With birthday cake and a few tales of a difficult gestation, Sandy Springs Rotarians and city officials on Dec. 3 celebrated Sandy Springs’ seventh birthday.
Mayor Eva Galambos, City Manager John McDonough and city consultant Oliver Porter, who helped create the fledgling city in 2005, took part in a panel discussion that featured stories of how the city came to be — or, as Porter put it, “the seventh anniversary of something that was almost impossible to do.”
“Seven years. It seems like yesterday to me,” Porter said. “And it seems, I’m sure, like a lifetime for Eva and John.”
The city “started in my living room, with a few people who were upset, mostly about zoning,” Galambos said.
They quickly ran into opposition in the state Legislature, where Fulton County lawmakers opposed the creation of a new city so close to Atlanta. “We faced a coalition of the rural Democrats and the black caucus that kept [the late House of Representatives] Speaker Tom Murphy in power,” she said.
Proposals to allow the creation of Sandy Springs were repeatedly rebuffed, she said. “When the bill came up for a vote,” she said, “you have never seen such an exodus to the men’s room.”
At one point, she said, lawmakers considered using a forgotten charter for a nearby city called Chattahoochee Plantation as a way to start Sandy Springs. “It would have been called ‘Sandyhoochee’ or ‘Chatty Springs,’” she said.
But that, too, couldn’t get the votes it needed for approval in the Legislature.
The logjam broke only when Republicans took over the state government, including the House, she said.
When approved by the voters in 2005, Sandy Springs was the first city created in Georgia in nearly a half century, Porter said. In the years since, six other cities have been created, including Dunwoody about four years ago and Brookhaven this year. “We’ve been blessed in Georgia with a number of new cities,” Porter said, and each has been able to learn from the organization efforts of the others that came earlier.

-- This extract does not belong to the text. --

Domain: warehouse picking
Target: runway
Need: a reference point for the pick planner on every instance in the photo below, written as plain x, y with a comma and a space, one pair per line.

But Sandy Springs residents had no model for how to get the city up and running. “We were like the dog that caught the train,” Porter said. “We had it, but what do we do with it?”
Porter became interim city manager. Dozens of residents joined citizen task forces to try to work out what needed to be done when the city opened for business Dec. 1, 2005.
Because of the speed required to set up the new city, leaders decided to try using private companies to provide many city services. Other new Georgia cities have followed suit.
“Sandy Springs is known around the world now. The ‘Sandy Springs model’ is a generic term now,” Porter said.